Natural Neighbor Interpolator fails at borders of problematic TIN
See original GitHub issueThe Natural Neighbor interpolation can fail near the borders of a mesh with problematic positioning of vertices near the borders of the TIN. For example, the following test set was contributed by a user who was having problems with interpolation. It gives rise to a mesh which has very thin triangles located along three edges of the mesh. Those triangles lead to the computation of circumcircles with very large radius values. In these cases, numerical issues lead to incorrect interpolations.
index, x,y,z
0, 120.83333333333333, 398.6666666666667, 28.0
1, 204.16666666666666, 351.3333333333333, 23.0
2, 292.49999999999994, 398.66666666666663, 18.0
3, 375.8333333333333, 351.3333333333333, 4.0
4, 464.16666666666663, 398.66666666666663, 0.0
5, 204.16666666666666, 256.6666666666667, 12.0
6, 287.5, 209.33333333333331, 5.0
7, 375.8333333333333, 256.66666666666663, 9.0
8, 287.5, 114.66666666666666, 0.0
The following images show the layout of the vertices and the resulting interpolation. Vertices 2 and 5 are just inside the line segments that would be formed by Vertices 0,4 and Vertices 0,8. The resulting triangles 2,4,0 and 5,8,0 have very small areas and are almost degenerate. In the picture below, the triangles are so flattened that their three points appear to be lying on a single line. Numerical issues result.
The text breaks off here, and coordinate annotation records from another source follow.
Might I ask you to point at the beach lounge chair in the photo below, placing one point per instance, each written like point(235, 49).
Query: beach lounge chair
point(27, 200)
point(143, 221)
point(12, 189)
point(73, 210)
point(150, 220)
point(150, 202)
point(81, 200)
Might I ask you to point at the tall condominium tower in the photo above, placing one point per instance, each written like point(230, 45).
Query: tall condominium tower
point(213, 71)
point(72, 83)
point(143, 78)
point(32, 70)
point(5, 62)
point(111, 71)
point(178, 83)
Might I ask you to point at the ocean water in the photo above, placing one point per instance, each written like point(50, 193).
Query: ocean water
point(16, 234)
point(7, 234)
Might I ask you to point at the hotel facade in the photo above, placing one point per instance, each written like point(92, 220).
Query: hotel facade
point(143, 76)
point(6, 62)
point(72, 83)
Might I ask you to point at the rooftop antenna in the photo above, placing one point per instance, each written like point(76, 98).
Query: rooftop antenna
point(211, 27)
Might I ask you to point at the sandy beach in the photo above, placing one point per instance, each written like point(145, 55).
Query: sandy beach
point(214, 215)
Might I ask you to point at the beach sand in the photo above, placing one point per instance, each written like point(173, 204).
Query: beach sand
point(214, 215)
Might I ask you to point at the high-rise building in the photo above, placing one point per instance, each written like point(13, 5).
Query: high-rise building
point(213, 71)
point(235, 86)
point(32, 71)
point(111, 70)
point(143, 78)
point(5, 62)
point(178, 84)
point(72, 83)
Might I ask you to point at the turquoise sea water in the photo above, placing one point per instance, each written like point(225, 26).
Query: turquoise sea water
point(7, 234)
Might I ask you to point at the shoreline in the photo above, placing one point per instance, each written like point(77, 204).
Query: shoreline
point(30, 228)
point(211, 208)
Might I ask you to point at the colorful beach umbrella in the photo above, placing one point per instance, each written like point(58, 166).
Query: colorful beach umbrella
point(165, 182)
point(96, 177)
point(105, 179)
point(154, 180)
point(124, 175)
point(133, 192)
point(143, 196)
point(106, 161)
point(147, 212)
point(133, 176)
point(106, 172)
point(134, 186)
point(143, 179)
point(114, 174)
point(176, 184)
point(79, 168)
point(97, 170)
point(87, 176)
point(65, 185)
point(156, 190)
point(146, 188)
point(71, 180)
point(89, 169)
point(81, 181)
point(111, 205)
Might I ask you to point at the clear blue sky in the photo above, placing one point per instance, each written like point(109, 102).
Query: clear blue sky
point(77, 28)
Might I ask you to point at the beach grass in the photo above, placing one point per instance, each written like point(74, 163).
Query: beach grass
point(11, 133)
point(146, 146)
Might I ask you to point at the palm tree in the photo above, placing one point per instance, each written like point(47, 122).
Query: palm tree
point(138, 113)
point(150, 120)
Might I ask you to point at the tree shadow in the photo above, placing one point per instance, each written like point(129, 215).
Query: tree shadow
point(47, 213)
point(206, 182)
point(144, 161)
Here are the color-coded results from interpolation. Numerical issues lead to erratic behavior.
Issue Analytics
- State:
- Created 3 years ago
- Comments:5 (5 by maintainers)
In a related development, I noticed that the getArea() method for the SimpleTriangle class (see Triangle Collector Techniques ) was computing a small-magnitude negative area for triangle 5,8,0. This glitch violates the rule that all triangles produced by Tinfour are oriented counterclockwise and have a positive area.
This unfortunate result was due to numeric round-off issues arising from the nearly-degenerate geometry of the triangle. However, when I used the extended-precision logic from the GeometricOperations class, I confirmed that the triangle was, in fact, constructed correctly and did have a positive area.
I am looking at the best way to incorporate extended-precision logic into the SimpleTriangle class. The extended-precision logic is slower than simple floating-point operations but does produce more accurate results.
This change will be integrated into the upcoming 2.1.5 release of Tinfour. Once it is addressed, I will be closing this issue.
This issue in now fully addressed. Fixes are included in the 2.1.5 release which was issued 10 Jan 2021.